Aujourd’hui, il est spectaculaire d’aller aux forums sociaux à Pôrto Alegre ou à Florence, parce qu’on y retrouve des paysans de Via Campesina, des féministes de la Marche mondiale des femmes, des défenseurs des tortues, etc. C’est que le marché et le Capital sont des unificateurs puissants. Ces gens peuvent discuter ensemble parce qu’ils se rendent compte qu’ils sont confrontés aux mêmes institutions ennemies. Il s’agit donc d’un internationalisme beaucoup plus enraciné socialement, beaucoup plus planétaire, puisque le monde s’est mondialisé pour de bon. C’est l’effet positif de la globalisation : les résistances se globalisent elles aussi.
fdd : Quel serait le bilan du mouvement des années 1960 et les perspectives d’avenir pour le mouvement d’aujourd’hui?
db : Pour les années 1960, le bilan est contrasté. Ce qui fait l’originalité de Mai 68, c’est le dynamisme d’un mouvement culturel combiné à un puissant mouvement social, le tout charpenté par un antagonisme de classes. Or, tout cela ne pouvait qu’avoir des résultats contradictoires tant que l’on restait dans un monde libéral. À la fin des années 1960, il fallait poursuivre la modernisation sociale en partie portée par le mouvement de Mai 68, mais amputée de sa portée subversive. Il n’en est resté qu’une mise à niveau des mœurs, les moyens de lutte révolutionnaire comme la grève générale passant à la trappe. Mais ce phénomène de modernisation des mœurs — contraception, cheveux longs, etc. — s’est produit ailleurs sans l’explosion d’un Mai 68.

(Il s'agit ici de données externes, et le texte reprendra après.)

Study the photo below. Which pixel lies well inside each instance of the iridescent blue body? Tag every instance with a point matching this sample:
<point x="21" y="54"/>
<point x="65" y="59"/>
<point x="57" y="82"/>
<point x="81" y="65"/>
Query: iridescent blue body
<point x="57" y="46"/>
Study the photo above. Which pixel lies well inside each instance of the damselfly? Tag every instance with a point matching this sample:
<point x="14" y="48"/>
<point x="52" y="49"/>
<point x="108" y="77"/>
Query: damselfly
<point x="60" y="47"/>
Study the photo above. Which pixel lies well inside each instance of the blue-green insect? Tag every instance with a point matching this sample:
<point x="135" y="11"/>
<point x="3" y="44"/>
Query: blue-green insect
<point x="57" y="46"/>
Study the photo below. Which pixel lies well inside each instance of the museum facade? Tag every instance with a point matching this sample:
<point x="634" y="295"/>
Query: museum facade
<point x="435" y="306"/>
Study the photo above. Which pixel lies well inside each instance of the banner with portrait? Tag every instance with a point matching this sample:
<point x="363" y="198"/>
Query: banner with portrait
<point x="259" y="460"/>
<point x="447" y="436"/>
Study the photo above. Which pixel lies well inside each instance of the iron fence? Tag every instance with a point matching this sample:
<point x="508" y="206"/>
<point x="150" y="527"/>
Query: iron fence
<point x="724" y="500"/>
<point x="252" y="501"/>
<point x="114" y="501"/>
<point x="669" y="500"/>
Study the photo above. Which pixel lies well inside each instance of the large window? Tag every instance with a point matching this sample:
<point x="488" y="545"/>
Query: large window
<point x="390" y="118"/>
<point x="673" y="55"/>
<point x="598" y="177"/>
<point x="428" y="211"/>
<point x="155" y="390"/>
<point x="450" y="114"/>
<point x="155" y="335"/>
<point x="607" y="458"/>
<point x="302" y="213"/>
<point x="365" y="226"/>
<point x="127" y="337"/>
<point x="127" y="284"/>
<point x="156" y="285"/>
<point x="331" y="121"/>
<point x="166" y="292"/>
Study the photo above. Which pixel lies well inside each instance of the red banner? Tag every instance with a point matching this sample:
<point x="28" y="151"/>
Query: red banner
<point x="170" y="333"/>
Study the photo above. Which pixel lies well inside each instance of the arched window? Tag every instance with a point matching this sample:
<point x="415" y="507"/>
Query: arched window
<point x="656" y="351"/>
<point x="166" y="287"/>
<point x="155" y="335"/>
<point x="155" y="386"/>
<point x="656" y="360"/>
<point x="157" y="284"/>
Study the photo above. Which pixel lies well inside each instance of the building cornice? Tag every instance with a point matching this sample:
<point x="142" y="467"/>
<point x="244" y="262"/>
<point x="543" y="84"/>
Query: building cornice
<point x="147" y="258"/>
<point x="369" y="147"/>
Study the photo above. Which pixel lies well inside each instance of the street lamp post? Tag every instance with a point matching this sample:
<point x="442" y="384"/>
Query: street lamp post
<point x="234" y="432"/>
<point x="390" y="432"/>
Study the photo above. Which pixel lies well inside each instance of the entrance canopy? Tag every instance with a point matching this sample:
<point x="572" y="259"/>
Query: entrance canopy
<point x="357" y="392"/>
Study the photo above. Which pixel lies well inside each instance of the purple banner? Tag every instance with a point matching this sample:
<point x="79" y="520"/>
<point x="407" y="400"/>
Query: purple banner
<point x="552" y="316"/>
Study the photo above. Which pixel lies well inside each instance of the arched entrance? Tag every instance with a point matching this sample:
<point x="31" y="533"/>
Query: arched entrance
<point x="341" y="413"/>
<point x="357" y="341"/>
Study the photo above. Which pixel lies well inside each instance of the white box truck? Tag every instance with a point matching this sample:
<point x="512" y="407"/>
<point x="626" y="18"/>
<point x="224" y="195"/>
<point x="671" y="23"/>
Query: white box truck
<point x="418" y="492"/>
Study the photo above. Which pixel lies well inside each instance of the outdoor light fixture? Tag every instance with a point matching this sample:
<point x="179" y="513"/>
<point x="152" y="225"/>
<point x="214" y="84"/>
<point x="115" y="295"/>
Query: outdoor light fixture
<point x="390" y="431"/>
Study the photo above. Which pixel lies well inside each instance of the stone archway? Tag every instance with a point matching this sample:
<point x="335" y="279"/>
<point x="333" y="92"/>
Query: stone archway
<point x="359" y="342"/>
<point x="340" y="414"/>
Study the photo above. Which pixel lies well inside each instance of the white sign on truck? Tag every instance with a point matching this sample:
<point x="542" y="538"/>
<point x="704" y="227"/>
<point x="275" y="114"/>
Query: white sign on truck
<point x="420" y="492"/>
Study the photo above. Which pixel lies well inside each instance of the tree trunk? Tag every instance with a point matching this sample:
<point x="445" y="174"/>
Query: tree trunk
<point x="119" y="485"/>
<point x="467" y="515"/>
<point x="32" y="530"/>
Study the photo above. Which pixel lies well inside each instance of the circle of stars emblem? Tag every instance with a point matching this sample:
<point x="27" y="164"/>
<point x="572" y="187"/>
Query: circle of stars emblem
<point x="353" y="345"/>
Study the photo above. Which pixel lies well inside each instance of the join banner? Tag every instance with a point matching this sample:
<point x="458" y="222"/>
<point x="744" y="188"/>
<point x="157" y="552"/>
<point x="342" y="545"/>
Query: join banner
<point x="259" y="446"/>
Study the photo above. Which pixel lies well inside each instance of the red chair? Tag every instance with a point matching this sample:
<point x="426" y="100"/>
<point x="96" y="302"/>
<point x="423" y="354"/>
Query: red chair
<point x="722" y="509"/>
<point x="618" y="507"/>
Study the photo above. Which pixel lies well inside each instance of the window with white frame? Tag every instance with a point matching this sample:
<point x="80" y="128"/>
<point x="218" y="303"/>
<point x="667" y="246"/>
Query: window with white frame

Quant à aujourd’hui, il faut essayer de peser et d’agir pour que la société en général aille dans le sens d’une culture démocratique, d’une culture de l’égalité, d’une culture de la solidarité. Il faut changer de logiciel. Nous avons un logiciel libéral qui structure le monde autour du marché, de la compétition et de la guerre. Il faut remplacer ces valeurs. Nous ne connaissons pas les contours d’une société future « décente », comme disait George Orwell, mais nous savons au moins par contraste ce à quoi l’on s’oppose. Voilà où se situe la grande bifurcation. On peut discuter après au sujet des formes de gestion.
fdd : Croyez-vous, comme Gilles Deleuze ou Miguel Benasayag, que les rebelles sont déjà libres dans l’acte même de résistance et de lutte?
db : Non… à moins de parler de liberté subalterne. Ne nous leurrons pas : le cercle de fer du capital permet l’ouverture d’espaces de liberté, mais nous restons prisonniers du cercle tant que nous ne l’avons pas brisé. À l’intérieur du cercle, on ne peut espérer qu’une liberté mutilée. Enfin, je ne suis pas optimiste, mais je crois qu’il ne faut pas théoriser l’impuissance, même s’il ne faut pas nier les problèmes auxquels nous faisons face aujourd’hui. Les résistances montent, mais les défaites continuent. Les batailles ne sont jamais jouées d’avance. Gramsci disait : on ne peut prévoir que la lutte, pas l’issue. Des luttes, il y aura. L’issue de ces luttes, qui peut dire ce qu’elle sera…
Francis Dupuis-Déri
NOTES
1. Althusser sombre alors dans la folie et assassine son épouse Hélène (note de fdd).